Woody Allen memoir released by new publisher after protests
Los Angeles (AFP)
The autobiography of filmmaker Woody Allen was released in the United States Monday, swiftly finding a new home after its original publisher pulled out amid protests over abuse allegations.
New York-based Arcade Publishing announced it has acquired world rights to the title, "Apropos of Nothing," and launched it Monday with no advance warning.
Earlier this month publisher Hachette scrapped plans to release the book penned by Allen, 84, who has long been accused of molesting his daughter, and returned all rights to the author.
Hachette had canceled the launch after Allen's son Ronan Farrow, who is extremely critical of his father, denounced the book group, and staff staged a walkout.
In a statement Monday, Arcade -- an imprint of Skyhorse Publishing -- said the book was "a candid and comprehensive personal account by Woody Allen of his life," according to Publishers Weekly.
Allegations that Allen molested his adopted daughter Dylan Farrow when she was seven years old in the early 1990s have dogged the Oscar-winning filmmaker for decades.
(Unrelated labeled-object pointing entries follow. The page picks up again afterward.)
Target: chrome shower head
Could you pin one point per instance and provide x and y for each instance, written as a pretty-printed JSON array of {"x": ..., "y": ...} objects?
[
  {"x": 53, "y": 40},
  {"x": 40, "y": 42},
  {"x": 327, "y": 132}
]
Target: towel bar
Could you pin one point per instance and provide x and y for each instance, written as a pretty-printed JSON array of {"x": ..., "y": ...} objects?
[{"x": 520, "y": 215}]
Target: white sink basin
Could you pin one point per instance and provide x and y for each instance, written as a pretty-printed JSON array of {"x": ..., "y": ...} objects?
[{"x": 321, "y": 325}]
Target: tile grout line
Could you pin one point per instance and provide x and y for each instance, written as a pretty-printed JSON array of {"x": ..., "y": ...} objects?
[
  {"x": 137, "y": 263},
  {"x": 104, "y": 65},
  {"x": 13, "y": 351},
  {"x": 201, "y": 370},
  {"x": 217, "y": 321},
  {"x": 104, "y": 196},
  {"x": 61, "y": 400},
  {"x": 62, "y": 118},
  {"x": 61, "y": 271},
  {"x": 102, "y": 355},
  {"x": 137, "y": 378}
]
The director of "Annie Hall" and "Manhattan" was cleared of the charges, first leveled by his then-partner Mia Farrow, after two separate months-long investigations, and has consistently denied the abuse.
But Dylan, now 34, maintains she was molested.
The unexpected announcement of the book's release Monday comes more than two weeks ahead of its originally scheduled April 7 launch from Hachette's Grand Central Publishing subsidiary.
Ronan Farrow, himself a high-profile investigative journalist and best-selling author, had led the backlash to those plans, saying he would no longer work with Hachette if it went ahead.
Ronan has long defended Dylan, who renewed her accusations against Allen in the wake of the #MeToo movement in early 2018.
Dozens of Hachette employees company employees in New York walked out in protest at the decision to publish the memoir.
But some had criticized Hachette's withdrawal as censorship, including best-selling author Stephen King.
"The Hachette decision to drop the Woody Allen book makes me very uneasy. It's not him; I don't give a damn about Mr. Allen. It's who gets muzzled next that worries me," he said on Twitter.
According to The New York Times, the book contains a post-script from Allen accusing Hachette of "cowering."
"Hachette read the book and loved it and despite me being a toxic pariah and menace to society, they vowed to stand firm should things hit the fan," he wrote.
"When actual flak did arrive they thoughtfully reassessed their position, concluding that perhaps courage was not the virtue it was cracked up to be and there was a lot to be said for cowering."